The GDP post suggested that Australia's trade policy recognised the economic realities facing the country.
As a relatively small country, our best interests were served by a free global trading system. We must therefore support moves towards global freer trade within the WTO. At the same time, and recognising the impediments to global free trade, policy looked towards free trade agreements that would integrate us into not just China, but all our key trading partners. ASEAN as our most immediate neighbour was especially important.
The Australian Government's most recent trade policy statement is intended to differentiate the Gillard Government from its Howard predecessor. I quote from the Minister's press release:
In an important economic reform, the Gillard Government has overhauled Australia's trade policy, re-connecting with the Hawke-Keating philosophy of free and open trade.
If you ignore this and look at the detail of the policy statement, it is actually a direct continuation of the previous Government's trade approach with its emphasis on freer trade and then the negotiation of specific free trade agreements as a fall back position. There are some differences in nuance and focus, but the core is the same. It could hardly be otherwise.
Looking back to that post in 2006, there were several conclusions from it that affected my writing. Here I find it a little difficult to properly disentangle views then and what came later. Accepting this, my key conclusions were:
- The relationship with Indonesia along with the success of that country were absolutely critical to our long term future for both geopolitical and economic reasons. If Indonesia failed, we were in great trouble. If, as we all hoped, Indonesia succeeded, then we were in trouble in a different direction because we would then have to adjust to a growing power to our immediate north. Given the population imbalance between Australia and Indonesia, we would just have to accept a large and growing Indonesian presence in Australia measured by people and economic penetration. This would require adjustments on the Australian side.
- A second central strategic challenge lay in balancing the rising economic and strategic power of India and China. We needed to build links with both, but we also needed a countervailing force. This was where Indonesia and ASEAN came in. The combination of ANZ/ASEAN could be powerful in its own right, a balance.
- Whether Australia liked it or not, our immigrant intake was going to be driven by our economic and political interests. Among other things, this meant a potentially very large rise in the Muslim population of this country. The challenge here was how to adjust. How do we preserve the Australian Way?
In all this, I have also been concerned about balance in the Australian economy.
Mr Akaya's view was that Australia's weaknesses in manufacturing and services meant that Australia could not compete in a changing Asia. Like it or not, there is some truth in that view.
Once wool and other primary products dominated Australian exports. Today, mineral products and especially coal and iron ore are equally dominant. On my rough calculations, Australia's export base is less diversified than it was twenty years ago.

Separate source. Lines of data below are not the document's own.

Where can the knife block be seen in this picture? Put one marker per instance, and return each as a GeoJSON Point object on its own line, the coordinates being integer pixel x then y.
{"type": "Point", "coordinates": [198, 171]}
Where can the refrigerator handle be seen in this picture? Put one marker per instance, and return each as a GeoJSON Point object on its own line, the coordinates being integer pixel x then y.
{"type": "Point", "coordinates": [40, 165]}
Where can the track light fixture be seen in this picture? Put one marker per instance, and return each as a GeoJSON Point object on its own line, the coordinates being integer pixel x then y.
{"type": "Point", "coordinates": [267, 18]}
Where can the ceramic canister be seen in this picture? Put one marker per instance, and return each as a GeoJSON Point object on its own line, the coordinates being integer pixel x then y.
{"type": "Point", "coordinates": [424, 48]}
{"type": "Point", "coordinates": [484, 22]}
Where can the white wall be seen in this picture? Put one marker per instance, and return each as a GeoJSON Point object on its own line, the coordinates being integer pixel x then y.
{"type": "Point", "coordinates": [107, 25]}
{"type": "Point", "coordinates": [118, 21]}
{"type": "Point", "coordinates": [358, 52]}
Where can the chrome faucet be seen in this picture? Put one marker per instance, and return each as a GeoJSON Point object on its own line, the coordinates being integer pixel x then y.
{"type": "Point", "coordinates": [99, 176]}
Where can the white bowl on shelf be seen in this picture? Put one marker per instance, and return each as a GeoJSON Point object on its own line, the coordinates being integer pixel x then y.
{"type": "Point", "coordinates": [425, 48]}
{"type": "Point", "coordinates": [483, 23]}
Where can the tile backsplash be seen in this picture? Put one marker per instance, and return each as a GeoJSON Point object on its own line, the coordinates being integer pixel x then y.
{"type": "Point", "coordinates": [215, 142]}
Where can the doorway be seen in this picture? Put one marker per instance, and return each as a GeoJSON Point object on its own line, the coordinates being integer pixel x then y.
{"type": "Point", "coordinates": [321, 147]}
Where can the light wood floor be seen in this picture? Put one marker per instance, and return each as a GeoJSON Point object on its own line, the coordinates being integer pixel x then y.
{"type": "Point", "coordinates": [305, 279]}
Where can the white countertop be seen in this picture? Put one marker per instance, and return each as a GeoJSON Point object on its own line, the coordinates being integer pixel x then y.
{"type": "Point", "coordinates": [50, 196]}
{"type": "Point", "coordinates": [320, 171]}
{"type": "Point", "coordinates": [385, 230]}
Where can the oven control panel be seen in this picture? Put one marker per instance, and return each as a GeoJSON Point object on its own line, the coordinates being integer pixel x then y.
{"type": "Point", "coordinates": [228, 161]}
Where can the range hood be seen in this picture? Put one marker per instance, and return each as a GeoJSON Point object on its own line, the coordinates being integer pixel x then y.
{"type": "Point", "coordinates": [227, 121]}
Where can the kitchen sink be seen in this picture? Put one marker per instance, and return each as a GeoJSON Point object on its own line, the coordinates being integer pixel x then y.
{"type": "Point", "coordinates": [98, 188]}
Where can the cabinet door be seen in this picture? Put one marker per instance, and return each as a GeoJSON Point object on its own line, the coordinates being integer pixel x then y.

In the late 1980s and early 1990s, service exports were seen as the new game. I stand to be corrected, but outside education services that are now in trouble, I do not know of a single services sector that has established a really significant net export position.
I have tried to write on some of this, but I doubt that I have had any impact even at the margin,
Now none of this may matter. It may be that the current mining boom will carry us through to a golden future, I just doubt it because I have been through previous resources booms.
I will stop here. I leave it to you to form your own views.